– Вы обвиняете ее в том, что она дала ему для этого повод?

– Я… Я прошу разрешения на его голову.

– Вы обвиняете ее в том, что она его поощряла? Отвечайте на вопрос!

– Прошу извинить меня, господин, но если бы я так думал, то был бы обязан тут же отрубить ей голову, – ответил Бунтаро с холодным безразличием, опустив глаза на татами. – Этот чужеземец постоянно нарушает мой покой. Считаю, что он отрицательно влияет и на вас.
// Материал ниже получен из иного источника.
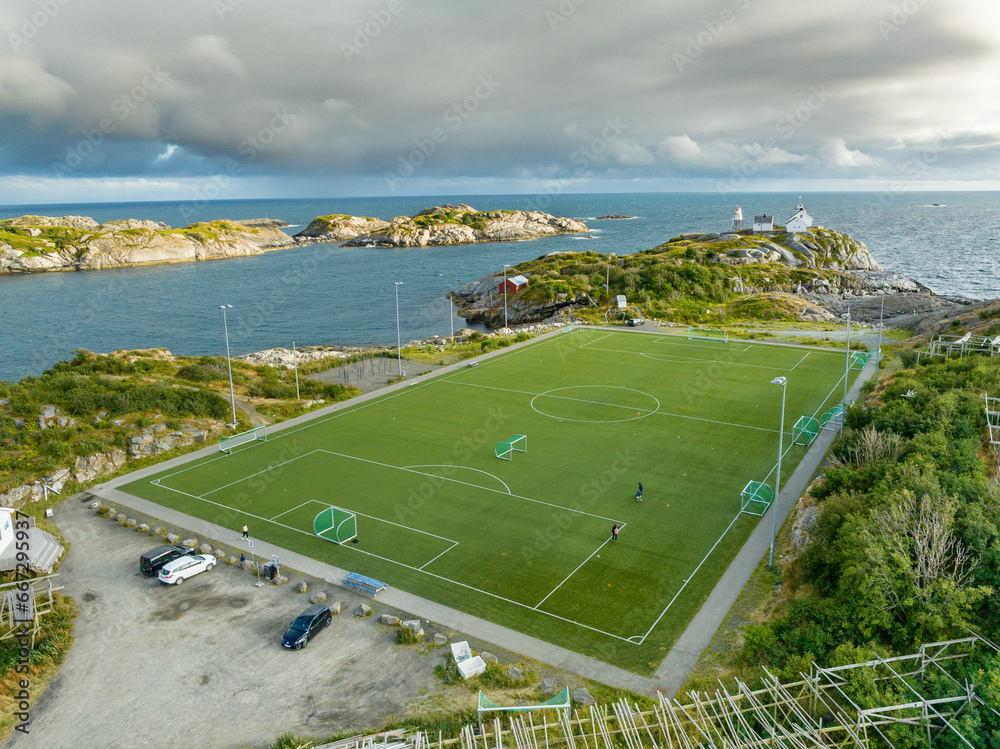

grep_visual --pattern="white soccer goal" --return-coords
[219,426,267,454]
[688,328,729,343]
[496,434,528,460]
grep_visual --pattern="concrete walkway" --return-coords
[89,329,874,695]
[653,357,875,697]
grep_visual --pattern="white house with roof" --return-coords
[785,203,812,232]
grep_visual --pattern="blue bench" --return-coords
[344,572,386,598]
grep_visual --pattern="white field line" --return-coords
[268,500,318,520]
[788,351,812,372]
[653,336,753,354]
[316,450,616,523]
[629,513,740,645]
[419,541,458,572]
[197,450,321,494]
[577,333,614,348]
[625,351,785,372]
[452,382,778,434]
[532,523,628,611]
[401,463,513,494]
[150,476,634,644]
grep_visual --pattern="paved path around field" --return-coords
[653,358,875,697]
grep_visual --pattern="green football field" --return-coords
[122,330,856,675]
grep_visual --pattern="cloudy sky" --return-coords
[0,0,1000,204]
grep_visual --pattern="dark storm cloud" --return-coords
[0,0,1000,199]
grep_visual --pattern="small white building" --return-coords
[785,203,812,232]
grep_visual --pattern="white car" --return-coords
[160,554,217,585]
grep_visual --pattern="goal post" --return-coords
[688,328,729,343]
[313,505,358,544]
[740,481,774,516]
[792,416,819,447]
[219,426,267,454]
[496,434,528,460]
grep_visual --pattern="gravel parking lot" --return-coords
[5,499,442,749]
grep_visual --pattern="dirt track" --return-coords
[5,499,441,749]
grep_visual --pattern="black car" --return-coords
[139,544,195,577]
[281,603,333,650]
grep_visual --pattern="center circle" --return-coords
[531,385,660,424]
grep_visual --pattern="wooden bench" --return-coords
[343,572,386,598]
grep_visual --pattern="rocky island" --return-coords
[449,222,974,327]
[0,216,294,274]
[296,204,587,247]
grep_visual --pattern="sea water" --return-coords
[0,191,1000,380]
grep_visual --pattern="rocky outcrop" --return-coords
[448,271,594,328]
[345,204,588,247]
[0,216,295,274]
[295,214,389,243]
[672,228,882,271]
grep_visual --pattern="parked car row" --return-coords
[139,544,333,650]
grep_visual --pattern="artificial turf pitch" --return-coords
[122,329,856,675]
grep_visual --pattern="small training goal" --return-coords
[496,434,528,460]
[792,416,819,447]
[219,426,267,454]
[313,505,358,544]
[688,328,729,343]
[740,481,774,516]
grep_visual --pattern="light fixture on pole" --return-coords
[393,281,403,377]
[767,377,788,567]
[840,307,851,436]
[503,265,510,343]
[219,304,236,429]
[875,281,885,387]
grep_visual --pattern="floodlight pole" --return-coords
[503,265,510,343]
[219,304,236,429]
[875,281,885,387]
[393,281,403,377]
[840,307,851,437]
[767,377,788,569]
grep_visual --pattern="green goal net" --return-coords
[792,416,819,446]
[851,351,871,369]
[688,328,729,343]
[740,481,774,515]
[219,426,267,453]
[313,506,358,544]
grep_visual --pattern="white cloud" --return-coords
[817,138,875,167]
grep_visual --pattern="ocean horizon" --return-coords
[0,191,1000,380]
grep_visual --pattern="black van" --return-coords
[139,544,195,577]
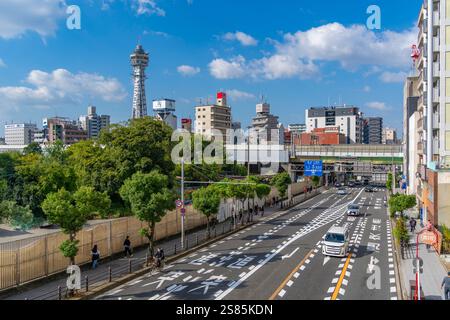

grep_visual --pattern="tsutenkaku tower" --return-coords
[130,44,149,119]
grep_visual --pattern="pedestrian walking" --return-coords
[409,218,417,233]
[441,272,450,300]
[91,245,100,269]
[123,236,133,258]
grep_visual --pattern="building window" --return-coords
[445,103,450,125]
[445,131,450,151]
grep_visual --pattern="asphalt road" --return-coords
[98,189,397,300]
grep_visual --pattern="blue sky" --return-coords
[0,0,421,136]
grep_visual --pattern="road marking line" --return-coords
[269,250,312,300]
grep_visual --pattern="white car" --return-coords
[322,226,350,258]
[347,204,360,217]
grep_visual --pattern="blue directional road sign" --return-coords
[304,160,323,177]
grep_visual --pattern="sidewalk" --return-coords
[400,218,447,300]
[0,188,321,300]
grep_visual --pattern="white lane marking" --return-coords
[216,189,364,300]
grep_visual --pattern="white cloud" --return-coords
[209,23,416,80]
[0,0,66,39]
[209,56,245,80]
[177,65,200,76]
[366,101,390,111]
[134,0,166,17]
[143,30,170,38]
[277,23,417,68]
[380,71,408,83]
[101,0,166,17]
[223,31,258,47]
[226,89,256,101]
[0,69,127,110]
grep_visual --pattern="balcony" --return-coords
[417,142,423,154]
[433,62,441,78]
[433,112,440,129]
[433,88,439,103]
[433,37,440,52]
[433,139,439,154]
[417,118,423,132]
[433,11,441,27]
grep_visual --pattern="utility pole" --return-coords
[247,127,251,177]
[181,156,185,249]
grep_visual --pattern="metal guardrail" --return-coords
[25,221,233,300]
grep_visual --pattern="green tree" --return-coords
[192,185,221,239]
[23,142,42,154]
[386,173,393,193]
[270,172,292,198]
[68,117,175,214]
[42,187,108,265]
[120,170,175,259]
[312,176,320,188]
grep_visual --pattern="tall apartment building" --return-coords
[363,117,383,144]
[305,106,363,144]
[153,99,178,130]
[5,123,37,146]
[79,106,111,139]
[44,117,88,145]
[195,92,232,141]
[403,76,423,194]
[181,118,192,133]
[381,128,398,144]
[409,0,450,225]
[250,103,284,145]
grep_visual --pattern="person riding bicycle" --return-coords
[155,248,165,268]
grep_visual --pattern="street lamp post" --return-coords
[181,158,185,249]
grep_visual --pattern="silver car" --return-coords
[347,204,360,217]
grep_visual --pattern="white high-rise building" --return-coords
[130,45,149,119]
[79,106,111,139]
[5,123,37,146]
[305,106,363,144]
[407,0,450,226]
[153,99,177,130]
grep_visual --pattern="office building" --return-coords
[363,117,383,144]
[153,99,178,130]
[305,106,363,144]
[181,119,192,132]
[408,0,450,226]
[403,76,422,194]
[5,123,37,145]
[44,117,88,145]
[130,45,149,119]
[295,127,347,146]
[250,102,284,145]
[79,106,111,139]
[195,92,232,141]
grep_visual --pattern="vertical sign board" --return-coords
[304,160,323,177]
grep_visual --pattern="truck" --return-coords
[322,226,350,258]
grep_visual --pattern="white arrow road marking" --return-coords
[215,189,364,300]
[281,248,300,260]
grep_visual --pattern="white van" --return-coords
[322,226,350,258]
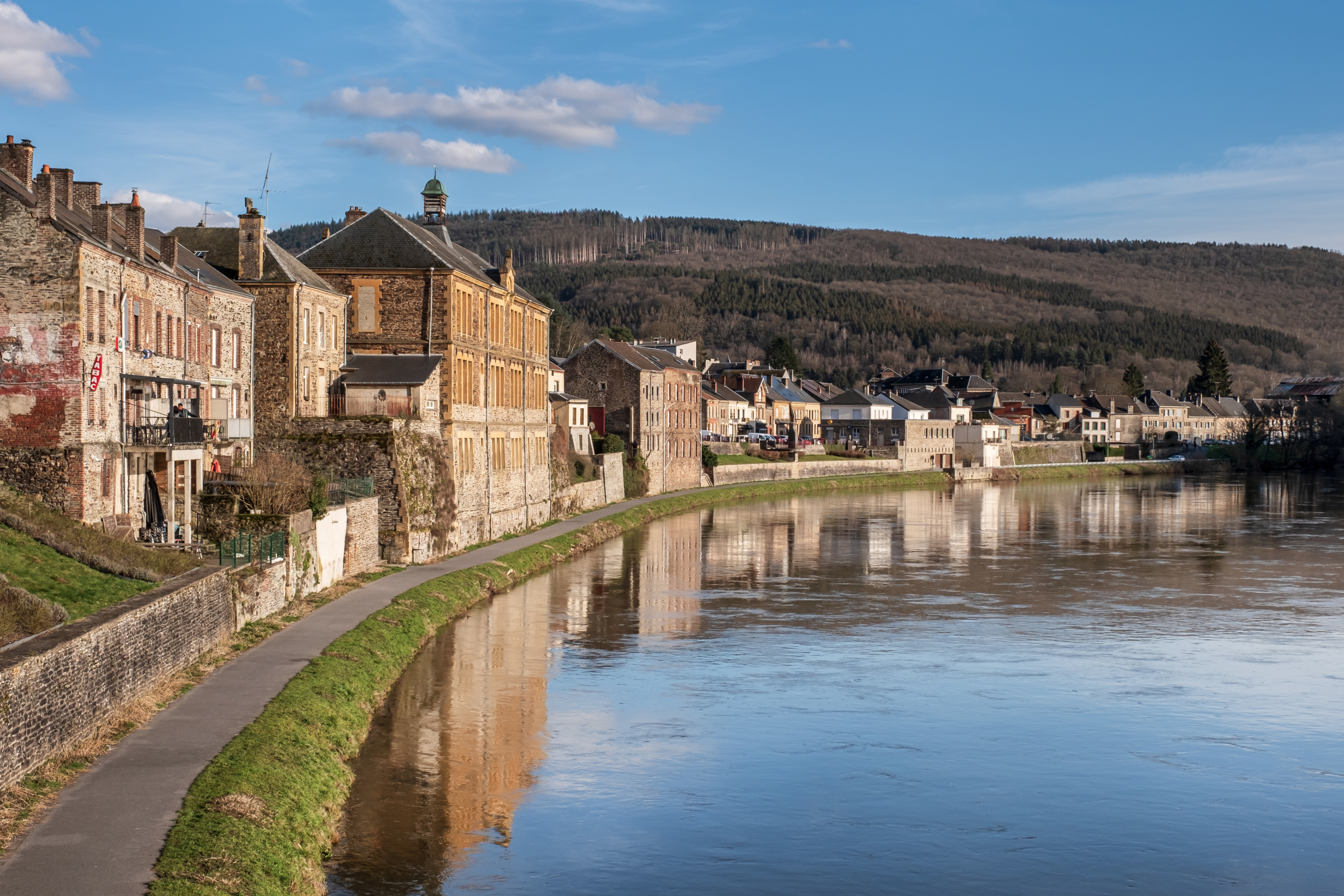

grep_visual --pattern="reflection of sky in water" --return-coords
[331,479,1344,895]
Разрешите мне отрубить ему голову, прошу вас. – Он поднял глаза, – его толстые щеки были не бриты, глаза ввалились, – Или позвольте мне забрать жену и сегодня вечером мы уйдем перед вами – готовить путь.

– Что вы скажете на это, Марию-сан?

– Он мой муж. Все, что он решит, я сделаю, – если вы не откажете ему в этом, господин. Это мой долг.
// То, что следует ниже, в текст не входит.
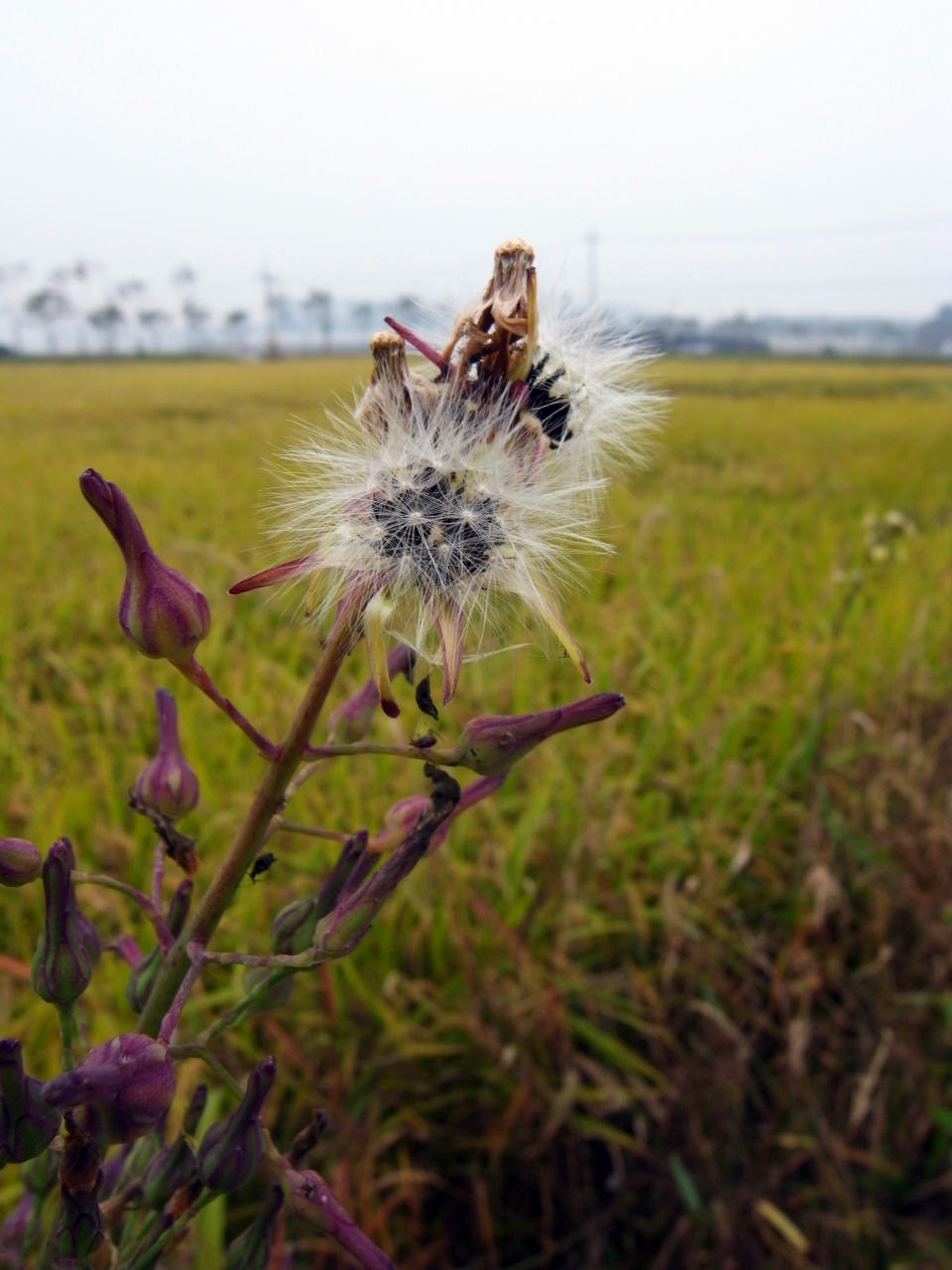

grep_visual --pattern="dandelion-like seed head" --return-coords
[232,240,656,713]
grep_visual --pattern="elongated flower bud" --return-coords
[272,832,368,955]
[56,1169,105,1261]
[327,644,414,745]
[126,877,194,1015]
[33,838,100,1008]
[453,693,625,776]
[181,1084,208,1138]
[0,838,44,886]
[0,1036,60,1169]
[198,1058,276,1192]
[426,767,509,854]
[0,1190,37,1270]
[20,1147,62,1199]
[282,1165,395,1270]
[136,689,198,821]
[80,467,212,666]
[225,1187,285,1270]
[44,1033,176,1142]
[367,794,435,852]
Торанага переводил глаза с мужчины на женщину. Потом его голос стал тверже – на мгновение он стал прежним Торанагой:

– Марико-сан, через три дня вы уедете в Осаку. Вы будете готовить для меня этот путь и дождетесь меня там. Бунтаро-сан, вы будете сопровождать меня как командир моего эскорта, когда отправлюсь туда я. После того как вы выполните свой долг как мой помощник, вы или один из ваших людей можете сделать то же самое с Анджин-саном – с его согласия или без него.

Бунтаро прочистил горло:

– Господин, пожалуйста, объявите «Малиновое…»

– Придержите язык! Вы забываетесь! Я три раза сказал вам: «Нет!» В следующий раз, если у вас хватит дерзости предложить нежеланный совет, вы вскроете свой живот над помойкой в Эдо!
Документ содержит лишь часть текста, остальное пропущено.